Adjunct Walkout Day is on February 25, 2015. Sarah Kendzior offers a powerful explanation why everyone should care about the plight of adjuncts: “The plight of the adjunct shows one can have all the education in the world and still have no place in it.” Those of us who are tenured and tenure-track faculty should care in an even more immediate way, as the fate of the adjunct is intimately tied with the fate and shape of our own institutions. The issues for adjuncts teaching at law schools are somewhat different than for adjuncts in many fields, in part because the pool of adjuncts is different. Many, although not all, adjuncts at law schools are practicing attorneys, who teach a class because they enjoy it, not as an attempt to make a full-time living. This is a situation different from that of adjuncts in, for example, the humanities, who in many instances don’t have a full-time job apart from adjuncting and in some instances are trying to cobble together a living by teaching several classes as adjuncts.
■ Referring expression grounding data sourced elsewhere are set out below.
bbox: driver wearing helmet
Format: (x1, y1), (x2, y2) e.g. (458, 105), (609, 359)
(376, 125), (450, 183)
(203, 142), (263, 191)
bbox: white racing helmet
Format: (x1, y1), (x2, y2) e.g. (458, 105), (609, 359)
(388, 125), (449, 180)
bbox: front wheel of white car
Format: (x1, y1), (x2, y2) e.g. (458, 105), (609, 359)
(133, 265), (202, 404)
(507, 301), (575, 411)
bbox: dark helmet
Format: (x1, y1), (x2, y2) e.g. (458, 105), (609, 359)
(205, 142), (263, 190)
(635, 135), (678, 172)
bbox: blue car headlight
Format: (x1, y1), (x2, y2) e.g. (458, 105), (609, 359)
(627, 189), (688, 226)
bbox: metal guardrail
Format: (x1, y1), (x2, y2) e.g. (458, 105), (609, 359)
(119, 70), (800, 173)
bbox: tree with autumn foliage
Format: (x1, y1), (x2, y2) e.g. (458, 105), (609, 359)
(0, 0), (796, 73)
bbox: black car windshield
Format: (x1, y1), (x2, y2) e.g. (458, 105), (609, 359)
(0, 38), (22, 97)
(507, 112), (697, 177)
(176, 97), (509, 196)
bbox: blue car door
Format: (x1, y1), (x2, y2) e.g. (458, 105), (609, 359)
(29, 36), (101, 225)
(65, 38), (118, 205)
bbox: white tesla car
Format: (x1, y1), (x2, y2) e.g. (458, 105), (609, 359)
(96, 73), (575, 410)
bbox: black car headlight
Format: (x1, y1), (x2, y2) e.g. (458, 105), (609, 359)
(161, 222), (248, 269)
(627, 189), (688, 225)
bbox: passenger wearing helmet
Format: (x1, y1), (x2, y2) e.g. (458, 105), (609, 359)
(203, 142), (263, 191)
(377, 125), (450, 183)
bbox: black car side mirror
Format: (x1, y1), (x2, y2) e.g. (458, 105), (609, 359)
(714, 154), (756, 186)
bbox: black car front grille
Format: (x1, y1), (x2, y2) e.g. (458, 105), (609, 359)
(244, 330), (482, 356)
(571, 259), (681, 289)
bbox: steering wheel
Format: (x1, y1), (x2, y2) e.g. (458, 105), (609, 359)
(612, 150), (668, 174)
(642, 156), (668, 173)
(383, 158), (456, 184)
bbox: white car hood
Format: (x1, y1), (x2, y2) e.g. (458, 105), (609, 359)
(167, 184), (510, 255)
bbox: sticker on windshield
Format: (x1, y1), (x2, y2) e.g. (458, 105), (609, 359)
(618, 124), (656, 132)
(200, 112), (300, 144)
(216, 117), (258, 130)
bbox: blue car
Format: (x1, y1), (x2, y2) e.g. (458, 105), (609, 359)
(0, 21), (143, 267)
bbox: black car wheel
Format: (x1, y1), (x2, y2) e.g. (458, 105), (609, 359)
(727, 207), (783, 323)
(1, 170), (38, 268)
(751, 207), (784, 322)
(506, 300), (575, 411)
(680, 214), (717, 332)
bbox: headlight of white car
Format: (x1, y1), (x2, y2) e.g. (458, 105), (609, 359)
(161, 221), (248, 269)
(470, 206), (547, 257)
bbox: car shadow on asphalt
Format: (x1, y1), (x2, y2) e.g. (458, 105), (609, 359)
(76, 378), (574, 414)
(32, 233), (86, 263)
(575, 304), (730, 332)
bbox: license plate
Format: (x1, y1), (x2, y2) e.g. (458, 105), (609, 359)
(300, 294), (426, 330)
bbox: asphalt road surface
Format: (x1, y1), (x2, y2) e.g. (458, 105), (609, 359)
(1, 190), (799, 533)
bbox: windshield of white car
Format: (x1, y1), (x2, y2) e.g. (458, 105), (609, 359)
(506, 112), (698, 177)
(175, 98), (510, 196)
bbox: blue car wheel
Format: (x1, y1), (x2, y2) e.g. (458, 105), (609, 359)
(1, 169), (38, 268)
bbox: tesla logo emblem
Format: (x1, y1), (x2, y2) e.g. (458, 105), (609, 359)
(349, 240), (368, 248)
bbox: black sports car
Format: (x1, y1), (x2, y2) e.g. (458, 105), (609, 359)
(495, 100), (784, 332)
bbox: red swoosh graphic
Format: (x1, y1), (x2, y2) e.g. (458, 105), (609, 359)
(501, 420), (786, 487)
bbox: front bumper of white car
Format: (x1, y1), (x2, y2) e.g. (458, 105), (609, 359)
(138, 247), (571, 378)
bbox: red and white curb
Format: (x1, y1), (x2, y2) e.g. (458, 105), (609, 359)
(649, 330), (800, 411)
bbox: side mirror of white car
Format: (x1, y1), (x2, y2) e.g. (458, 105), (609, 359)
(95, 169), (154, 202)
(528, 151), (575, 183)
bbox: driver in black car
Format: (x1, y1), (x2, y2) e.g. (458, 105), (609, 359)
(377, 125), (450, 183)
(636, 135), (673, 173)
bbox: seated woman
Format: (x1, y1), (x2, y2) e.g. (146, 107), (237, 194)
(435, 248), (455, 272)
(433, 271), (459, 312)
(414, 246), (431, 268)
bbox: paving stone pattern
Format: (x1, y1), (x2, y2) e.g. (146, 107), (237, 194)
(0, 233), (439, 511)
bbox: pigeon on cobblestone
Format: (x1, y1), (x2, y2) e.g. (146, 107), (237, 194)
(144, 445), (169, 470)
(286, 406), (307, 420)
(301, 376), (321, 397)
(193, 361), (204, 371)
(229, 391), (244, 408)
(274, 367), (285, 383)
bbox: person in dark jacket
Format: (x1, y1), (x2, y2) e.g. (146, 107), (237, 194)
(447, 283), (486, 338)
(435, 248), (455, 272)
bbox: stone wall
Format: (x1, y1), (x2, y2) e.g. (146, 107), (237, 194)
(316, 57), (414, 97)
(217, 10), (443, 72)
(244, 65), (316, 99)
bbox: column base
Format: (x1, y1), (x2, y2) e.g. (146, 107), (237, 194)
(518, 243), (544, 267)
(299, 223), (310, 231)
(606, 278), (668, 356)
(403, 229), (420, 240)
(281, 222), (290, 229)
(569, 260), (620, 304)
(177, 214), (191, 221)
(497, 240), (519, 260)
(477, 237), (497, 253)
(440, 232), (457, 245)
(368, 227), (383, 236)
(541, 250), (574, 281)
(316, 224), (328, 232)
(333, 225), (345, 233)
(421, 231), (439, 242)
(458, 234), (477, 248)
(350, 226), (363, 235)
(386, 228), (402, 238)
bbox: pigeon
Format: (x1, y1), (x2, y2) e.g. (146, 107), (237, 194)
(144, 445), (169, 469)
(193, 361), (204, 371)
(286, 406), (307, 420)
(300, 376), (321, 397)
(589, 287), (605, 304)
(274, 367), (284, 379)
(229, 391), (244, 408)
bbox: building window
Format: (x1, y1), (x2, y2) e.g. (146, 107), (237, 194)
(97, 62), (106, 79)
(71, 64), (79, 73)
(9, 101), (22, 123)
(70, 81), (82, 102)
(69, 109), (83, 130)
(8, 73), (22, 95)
I am former adjunct myself. Between 2008 and 2010 I taught several classes at American University’s Washington College of Law. In part based on my own experience, I have a number of thoughts on the different ways that law schools can best incorporate adjuncts. While in my view there’s no one right way, one valuable way is by inviting adjuncts to team-teach classes with traditional doctrinal faculty. This is something I will be doing myself next semester, when I teach a Constitutional Litigation Practicum with Denver civil rights lawyer Qusair Mohamedbhai. In coming months I’ll blog about our co-teaching experience in conjunction with ideas about adjuncts more generally.
For now, I hope everyone — particularly my fellow tenured and tenure-track faculty — will mark their calendars for February 25, 2015.